Wednesday, December 26, 2007

America vs the UN Mob

Just in case anyone thinks the folks at the UN don’t work long hours, check out the news on the UN General Assembly budget vote, held at 5:55 A.M. — on Saturday morning, no less — following “marathon talks that lasted through the night.” The result was the adoption of a record-busting $4.17 billion core budget for 2008-2009, passed by a vote of 142 to 1.

And who was that lone dissenting member state? You guessed it: as Mark Steyn has called it, America Alone.

Is that because 142 member states (including Belarus, China, Cuba, North Korea, Iran, Laos, Libya, Burma, Pakistan, Russia, Saudi Arabia, Syria, Venezuela, Vietnam and Zimbabwe) are right? and America is wrong?

Or is it because the UN system is structured to encourage the mob of member states to treat American money as an all-you-can-eat buffet?

American taxpayers bankroll 22%, or $917 million of this whopping biennial core budget — by far the biggest contribution of any one member state — with just a handful of other countries, including Japan and a few from the European Union, accounting for the bulk of the remainder.

This is just the core budget, of course. The UN system-wide budget is about ten times the size (and for that, the U.S. foots an even bigger portion of the bill, or about 25%), thus likely to total well over $40 billion for the same two-year stretch. Though due to a UN system growing like kudzu, and just as impenetrable, the exact numbers are almost impossible to keep up with.
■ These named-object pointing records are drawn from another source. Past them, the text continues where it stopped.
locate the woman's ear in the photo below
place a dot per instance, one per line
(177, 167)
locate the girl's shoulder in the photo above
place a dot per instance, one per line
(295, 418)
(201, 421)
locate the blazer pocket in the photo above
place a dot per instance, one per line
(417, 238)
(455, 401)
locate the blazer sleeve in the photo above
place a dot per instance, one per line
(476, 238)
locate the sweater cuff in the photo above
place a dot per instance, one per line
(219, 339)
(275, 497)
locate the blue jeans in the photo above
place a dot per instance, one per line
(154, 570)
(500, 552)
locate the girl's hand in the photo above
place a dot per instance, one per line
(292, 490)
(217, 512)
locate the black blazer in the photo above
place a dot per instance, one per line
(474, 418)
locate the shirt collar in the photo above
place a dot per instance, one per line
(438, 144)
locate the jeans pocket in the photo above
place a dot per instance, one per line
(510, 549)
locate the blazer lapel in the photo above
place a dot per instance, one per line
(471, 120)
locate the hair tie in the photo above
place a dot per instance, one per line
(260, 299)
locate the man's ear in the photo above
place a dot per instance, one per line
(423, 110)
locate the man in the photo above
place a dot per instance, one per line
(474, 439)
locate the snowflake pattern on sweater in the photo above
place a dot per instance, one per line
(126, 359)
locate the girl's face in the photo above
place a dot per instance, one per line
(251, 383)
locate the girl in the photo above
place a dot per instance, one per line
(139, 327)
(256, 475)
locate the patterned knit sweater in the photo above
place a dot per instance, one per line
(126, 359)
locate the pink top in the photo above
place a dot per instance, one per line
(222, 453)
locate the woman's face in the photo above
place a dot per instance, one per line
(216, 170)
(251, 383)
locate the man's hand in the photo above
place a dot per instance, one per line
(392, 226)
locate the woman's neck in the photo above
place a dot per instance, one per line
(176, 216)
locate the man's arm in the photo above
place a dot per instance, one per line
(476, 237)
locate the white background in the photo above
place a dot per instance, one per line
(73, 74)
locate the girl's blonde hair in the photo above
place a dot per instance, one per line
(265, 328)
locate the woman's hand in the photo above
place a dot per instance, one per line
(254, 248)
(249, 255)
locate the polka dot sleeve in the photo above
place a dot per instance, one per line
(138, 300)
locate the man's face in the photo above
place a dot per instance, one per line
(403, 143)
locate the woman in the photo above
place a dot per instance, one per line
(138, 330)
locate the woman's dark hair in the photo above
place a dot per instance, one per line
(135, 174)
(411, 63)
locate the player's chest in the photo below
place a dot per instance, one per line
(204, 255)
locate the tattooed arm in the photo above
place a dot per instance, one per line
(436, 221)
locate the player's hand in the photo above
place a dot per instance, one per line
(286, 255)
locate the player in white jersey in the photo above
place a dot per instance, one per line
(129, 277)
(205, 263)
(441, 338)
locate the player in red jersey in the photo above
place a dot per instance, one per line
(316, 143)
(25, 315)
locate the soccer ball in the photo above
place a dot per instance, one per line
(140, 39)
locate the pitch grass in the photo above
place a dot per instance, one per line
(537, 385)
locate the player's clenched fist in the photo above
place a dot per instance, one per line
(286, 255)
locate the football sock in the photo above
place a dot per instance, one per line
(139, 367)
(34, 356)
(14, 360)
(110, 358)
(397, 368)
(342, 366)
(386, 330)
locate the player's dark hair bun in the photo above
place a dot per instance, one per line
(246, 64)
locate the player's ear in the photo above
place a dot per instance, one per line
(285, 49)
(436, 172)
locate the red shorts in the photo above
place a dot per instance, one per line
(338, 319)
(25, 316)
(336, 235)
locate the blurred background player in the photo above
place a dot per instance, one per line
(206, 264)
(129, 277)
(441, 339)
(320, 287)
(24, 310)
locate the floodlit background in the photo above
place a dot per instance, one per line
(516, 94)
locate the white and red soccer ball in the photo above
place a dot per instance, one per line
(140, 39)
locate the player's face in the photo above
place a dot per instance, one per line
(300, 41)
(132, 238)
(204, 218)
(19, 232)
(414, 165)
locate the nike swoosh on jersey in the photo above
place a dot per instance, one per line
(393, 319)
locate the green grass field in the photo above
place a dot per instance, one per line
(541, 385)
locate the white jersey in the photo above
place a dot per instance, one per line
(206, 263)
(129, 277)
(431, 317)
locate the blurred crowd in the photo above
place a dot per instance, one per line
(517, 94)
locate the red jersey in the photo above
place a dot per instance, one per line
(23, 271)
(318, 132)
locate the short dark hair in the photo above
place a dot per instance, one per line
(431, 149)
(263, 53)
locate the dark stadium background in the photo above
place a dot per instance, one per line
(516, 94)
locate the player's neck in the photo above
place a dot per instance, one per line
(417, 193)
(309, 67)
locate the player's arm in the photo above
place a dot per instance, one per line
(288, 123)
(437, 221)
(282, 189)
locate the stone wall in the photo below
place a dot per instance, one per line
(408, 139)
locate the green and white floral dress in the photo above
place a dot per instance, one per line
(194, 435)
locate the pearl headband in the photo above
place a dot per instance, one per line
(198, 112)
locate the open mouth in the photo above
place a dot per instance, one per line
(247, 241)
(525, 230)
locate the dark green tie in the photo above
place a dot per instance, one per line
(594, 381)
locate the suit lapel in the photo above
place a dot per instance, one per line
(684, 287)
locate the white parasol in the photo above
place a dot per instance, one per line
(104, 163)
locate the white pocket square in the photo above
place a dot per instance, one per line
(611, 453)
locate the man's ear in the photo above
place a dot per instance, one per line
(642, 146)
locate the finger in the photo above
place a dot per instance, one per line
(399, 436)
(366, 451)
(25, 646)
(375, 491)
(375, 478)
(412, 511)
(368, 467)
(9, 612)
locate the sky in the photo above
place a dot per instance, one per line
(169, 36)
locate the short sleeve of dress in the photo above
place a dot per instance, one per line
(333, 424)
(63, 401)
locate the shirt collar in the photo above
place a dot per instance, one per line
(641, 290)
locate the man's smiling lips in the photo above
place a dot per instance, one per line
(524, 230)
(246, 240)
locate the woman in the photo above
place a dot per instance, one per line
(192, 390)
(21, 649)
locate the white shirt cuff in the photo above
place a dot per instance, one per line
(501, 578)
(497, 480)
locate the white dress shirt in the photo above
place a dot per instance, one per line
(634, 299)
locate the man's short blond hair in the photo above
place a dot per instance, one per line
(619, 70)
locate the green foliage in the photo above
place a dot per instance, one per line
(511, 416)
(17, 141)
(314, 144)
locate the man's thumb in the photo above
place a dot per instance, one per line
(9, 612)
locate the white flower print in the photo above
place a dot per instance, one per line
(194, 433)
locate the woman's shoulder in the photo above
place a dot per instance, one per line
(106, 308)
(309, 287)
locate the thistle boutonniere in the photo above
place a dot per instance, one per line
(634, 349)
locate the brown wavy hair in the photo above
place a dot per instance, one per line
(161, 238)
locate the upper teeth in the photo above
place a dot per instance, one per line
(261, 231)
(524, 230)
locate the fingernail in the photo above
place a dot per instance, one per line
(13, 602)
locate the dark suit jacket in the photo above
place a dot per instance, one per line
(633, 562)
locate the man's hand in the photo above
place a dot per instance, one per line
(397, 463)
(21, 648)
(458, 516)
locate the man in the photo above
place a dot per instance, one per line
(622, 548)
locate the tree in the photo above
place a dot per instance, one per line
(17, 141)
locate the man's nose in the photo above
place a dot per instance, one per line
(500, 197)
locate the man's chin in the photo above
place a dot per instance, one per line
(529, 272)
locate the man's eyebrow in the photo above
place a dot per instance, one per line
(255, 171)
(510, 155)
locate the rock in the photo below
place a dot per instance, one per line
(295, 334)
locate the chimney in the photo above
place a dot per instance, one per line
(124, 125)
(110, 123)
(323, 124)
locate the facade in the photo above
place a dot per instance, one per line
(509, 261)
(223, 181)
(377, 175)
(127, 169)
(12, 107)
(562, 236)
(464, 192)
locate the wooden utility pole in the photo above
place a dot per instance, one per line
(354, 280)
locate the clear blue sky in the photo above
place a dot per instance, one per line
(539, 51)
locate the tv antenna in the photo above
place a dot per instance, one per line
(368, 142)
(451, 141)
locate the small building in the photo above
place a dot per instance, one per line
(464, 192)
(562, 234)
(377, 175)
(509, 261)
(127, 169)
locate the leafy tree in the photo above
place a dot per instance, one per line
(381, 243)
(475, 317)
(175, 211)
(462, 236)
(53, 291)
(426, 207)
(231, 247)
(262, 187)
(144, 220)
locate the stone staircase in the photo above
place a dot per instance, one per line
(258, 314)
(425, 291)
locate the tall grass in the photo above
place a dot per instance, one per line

And does all this money go to make a better world? In a statement to the General Assembly, the U.S. ambassador for management reform, Mark Wallace, noted that this budget contains funding for a conference dubbed Durban II, “an event noxious to my country and a disgrace in the International Community.” That funding was approved 141 to one (yep, America alone) by the UN budget committee at 1:05 AM Saturday, just a few hours before the pre-dawn General Assembly vote. Details of that remarkable scene on Inner-City Press. (And then there is the usual roster of high-ticket UN endeavors entwined with the usual UN money and sex scandals, legitimization of tyrants, routine demonization of Israel and the U.S., and failure to stop the genocide of the hour).

Finally, there is the interesting spin in the UN press release headline about this budget vote, which offers no hint that the U.S. had good reasons for its dissent. Instead (also linked at the top of this post), from the UN we get “General Assemby approves nearly $4.2 billion UN budget despite US Opposition,” and from the New York Times (can anyone spot the difference?), we get “Despite U.S. Opposition, United Nations Budget is Approved.”